Integrity Measurement — Bryan Carroll

Context

The Team's North Star — and What Was Missing

The Meta Integrity Experiences team designs front-end UIs for content enforcement, reporting, and support. Any time a user encountered harmful content or had content removed, they interacted with one of our interfaces.

Their north star metric was Positive Support Outcomes (PSOs) — a count of reports, unfollows, blocks, and hides. Roadmap prioritisation was therefore focused on discoverability: more entrypoints, less dropoff, more users reaching these tools.

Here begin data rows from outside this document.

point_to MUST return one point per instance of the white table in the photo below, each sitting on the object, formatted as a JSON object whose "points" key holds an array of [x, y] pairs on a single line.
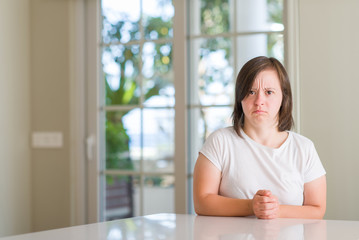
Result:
{"points": [[182, 226]]}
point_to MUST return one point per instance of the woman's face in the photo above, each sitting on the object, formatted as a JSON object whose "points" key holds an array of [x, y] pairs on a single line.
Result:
{"points": [[262, 104]]}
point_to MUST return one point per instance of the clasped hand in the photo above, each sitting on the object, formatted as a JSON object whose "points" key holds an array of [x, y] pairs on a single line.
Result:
{"points": [[265, 205]]}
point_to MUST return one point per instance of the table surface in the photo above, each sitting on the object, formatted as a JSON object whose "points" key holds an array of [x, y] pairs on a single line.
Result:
{"points": [[184, 226]]}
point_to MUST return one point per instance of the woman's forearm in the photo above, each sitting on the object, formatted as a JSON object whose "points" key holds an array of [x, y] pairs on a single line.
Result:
{"points": [[306, 211], [216, 205]]}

Through ongoing qualitative research, I consistently heard users say: "It feels like Meta doesn't care about harmful content." Report action rate was below 1% — meaning over 99% of reports resulted in no visible action from the user's perspective.

If the team's goal was increasing PSOs while those tools were leaving people deeply disappointed, we were likely optimising for the wrong thing entirely.

Business Case

Connecting User Dissatisfaction to Business Goals

User dissatisfaction alone wasn't enough to convince the PM to change the metric. I needed to translate the qualitative signal into a business impact that leadership could act on.

My hypothesis: people who feel that "Meta doesn't care" will be less likely to use Meta. Engagement — not PSOs — was what the business ultimately cared about.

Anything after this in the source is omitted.